6.3.2 Inclusive Political Dialogue
Engagement with all democratic political
forces, including exiled leaders, grassroots civil society, and students’
unions, must be institutionalized to prevent polarization. A National Unity
Charter should be developed, ensuring guarantees of non-reprisal and future
power-sharing.
6.3.3
Security Sector Renovation (SSR)
Comprehensive reform of intelligence
agencies, paramilitary forces, and police is crucial. SSR should include:
-
Oversight bodies composed of civilians.
-
Transparent budgeting and audit systems.
-
De-radicalization and human rights
training for security forces.
6.3.4 Civic Education and Media Literacy
To reverse the effects of weaponized
propaganda and social media disinformation, a civic education campaign must be
launched. This initiative should promote constitutional values, electoral
ethics, and critical media consumption habits (UNESCO, 2023).
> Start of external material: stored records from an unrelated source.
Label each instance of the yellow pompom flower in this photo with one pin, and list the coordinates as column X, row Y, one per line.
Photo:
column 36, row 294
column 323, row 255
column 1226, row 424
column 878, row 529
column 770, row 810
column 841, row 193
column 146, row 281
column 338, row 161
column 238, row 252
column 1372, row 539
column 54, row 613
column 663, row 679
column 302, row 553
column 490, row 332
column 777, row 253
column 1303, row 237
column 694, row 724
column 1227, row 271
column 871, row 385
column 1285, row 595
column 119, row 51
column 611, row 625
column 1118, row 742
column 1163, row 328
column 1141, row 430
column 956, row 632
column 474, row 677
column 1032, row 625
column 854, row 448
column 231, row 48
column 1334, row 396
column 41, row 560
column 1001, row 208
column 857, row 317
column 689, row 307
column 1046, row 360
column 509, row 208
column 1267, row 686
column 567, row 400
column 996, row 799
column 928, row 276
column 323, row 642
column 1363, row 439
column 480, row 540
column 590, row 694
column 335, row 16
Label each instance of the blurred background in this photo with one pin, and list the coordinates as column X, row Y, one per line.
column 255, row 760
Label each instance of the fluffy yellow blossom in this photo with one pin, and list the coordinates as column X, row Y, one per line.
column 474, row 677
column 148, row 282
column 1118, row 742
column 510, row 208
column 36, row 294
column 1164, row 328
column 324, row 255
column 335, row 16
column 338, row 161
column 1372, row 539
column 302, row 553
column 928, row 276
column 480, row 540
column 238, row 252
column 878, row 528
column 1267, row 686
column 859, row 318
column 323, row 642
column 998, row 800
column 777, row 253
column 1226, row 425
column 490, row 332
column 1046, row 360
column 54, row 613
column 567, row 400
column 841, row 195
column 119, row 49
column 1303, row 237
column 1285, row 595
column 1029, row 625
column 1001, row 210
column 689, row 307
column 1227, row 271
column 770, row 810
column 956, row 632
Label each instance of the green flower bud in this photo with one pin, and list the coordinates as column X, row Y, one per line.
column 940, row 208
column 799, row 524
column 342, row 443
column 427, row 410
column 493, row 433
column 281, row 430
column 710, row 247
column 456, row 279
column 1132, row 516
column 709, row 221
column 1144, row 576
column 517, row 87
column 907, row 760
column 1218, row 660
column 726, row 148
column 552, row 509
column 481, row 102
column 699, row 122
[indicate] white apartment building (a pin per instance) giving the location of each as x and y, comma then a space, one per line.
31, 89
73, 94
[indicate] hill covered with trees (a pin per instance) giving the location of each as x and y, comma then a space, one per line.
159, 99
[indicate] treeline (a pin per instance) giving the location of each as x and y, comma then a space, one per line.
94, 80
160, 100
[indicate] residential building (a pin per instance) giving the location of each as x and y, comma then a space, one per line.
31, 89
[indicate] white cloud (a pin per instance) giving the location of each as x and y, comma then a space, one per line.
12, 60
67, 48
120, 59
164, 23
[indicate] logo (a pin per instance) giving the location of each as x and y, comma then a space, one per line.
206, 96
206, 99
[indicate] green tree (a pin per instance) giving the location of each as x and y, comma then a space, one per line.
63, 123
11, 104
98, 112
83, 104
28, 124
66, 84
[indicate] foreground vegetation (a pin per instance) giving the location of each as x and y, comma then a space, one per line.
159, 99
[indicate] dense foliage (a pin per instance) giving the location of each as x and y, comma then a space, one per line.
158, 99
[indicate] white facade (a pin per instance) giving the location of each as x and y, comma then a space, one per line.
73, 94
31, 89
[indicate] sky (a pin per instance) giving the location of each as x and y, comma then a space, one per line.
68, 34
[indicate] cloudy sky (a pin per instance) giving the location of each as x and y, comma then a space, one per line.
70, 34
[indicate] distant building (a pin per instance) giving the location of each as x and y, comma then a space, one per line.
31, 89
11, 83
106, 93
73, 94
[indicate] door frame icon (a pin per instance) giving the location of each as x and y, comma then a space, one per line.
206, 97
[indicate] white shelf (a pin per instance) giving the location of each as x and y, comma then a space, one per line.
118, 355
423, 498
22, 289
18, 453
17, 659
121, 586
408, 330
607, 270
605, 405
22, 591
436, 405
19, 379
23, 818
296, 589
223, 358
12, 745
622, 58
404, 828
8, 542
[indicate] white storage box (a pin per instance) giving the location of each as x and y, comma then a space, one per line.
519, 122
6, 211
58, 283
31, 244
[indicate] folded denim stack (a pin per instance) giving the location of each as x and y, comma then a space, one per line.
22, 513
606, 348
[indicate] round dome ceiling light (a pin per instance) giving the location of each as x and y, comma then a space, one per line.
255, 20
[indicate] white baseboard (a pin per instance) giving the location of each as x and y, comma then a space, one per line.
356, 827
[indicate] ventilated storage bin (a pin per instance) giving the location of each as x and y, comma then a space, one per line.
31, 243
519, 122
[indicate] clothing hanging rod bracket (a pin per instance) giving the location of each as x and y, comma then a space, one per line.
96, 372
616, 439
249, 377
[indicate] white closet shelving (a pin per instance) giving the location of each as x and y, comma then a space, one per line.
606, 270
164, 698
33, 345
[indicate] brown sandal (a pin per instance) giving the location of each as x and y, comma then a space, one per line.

6.4 Role of International Actors
6.4.1 UN and International Organizations
A UN Special Rapporteur on Bangladesh’s
human rights situation should be appointed.
The OHCHR should issue a report on the
Gopalganj massacre with a roadmap for international legal proceedings.
6.4.2 Regional Democratic Coalitions
Democratic India and ASEAN democracies
must condition bilateral cooperation on restoration of democracy and press
freedom in Bangladesh. Special envoys from India, Japan, and Indonesia may
facilitate regional consensus.
6.4.3
Sanctions and Diplomatic Isolation
- Targeted
sanctions (Magnitsky-type) against top interim officials and Bangladesh Army involved
in mass violence and election engineering.
- Suspension of military aid and
surveillance technology transfers from countries like China and Turkey.
6.5
Strategic Roadmap for Democratic Transition
Phase Goal Key Actions
Phase 1: Stabilization: Stop repression,
initiate truth-seeking Repeal DSA; Free political prisoners; UN-led
fact-finding
Phase 2: Transition: Build transitional structures Interim national
council; Judicial oversight; Reconstitute EC
Phase 3: Restoration: Hold elections,
restore institutions Free and fair elections; Establish democratic parliament
Phase 4: Deepening Democracy:
Institutional reform SSR, judicial independence, media reform, decentralization
Phase: 5: According to the
Constitution of the Peoples Republic Bangladesh, continuation of legal
government led by Prime Minister Sheikh Hasina must form parliament then dissolve
and suggestion receive from President of Bangladesh.
Finishing
Touches: Bangladesh stands at a historic inflection point. The
trajectory that follows will determine whether the country restores its
democratic roots or descends into a prolonged autocratic abyss. The events
after 5 August 2024, culminating in the Gopalganj massacre of 16 July 2025,
have shaken the nation’s moral and legal foundations. The burden now rests upon
domestic stakeholders and the international community to enact urgent, structured,
and inclusive renovates. Only a comprehensive and courageous policy transformation
can reclaim Bangladesh’s constitutional soul.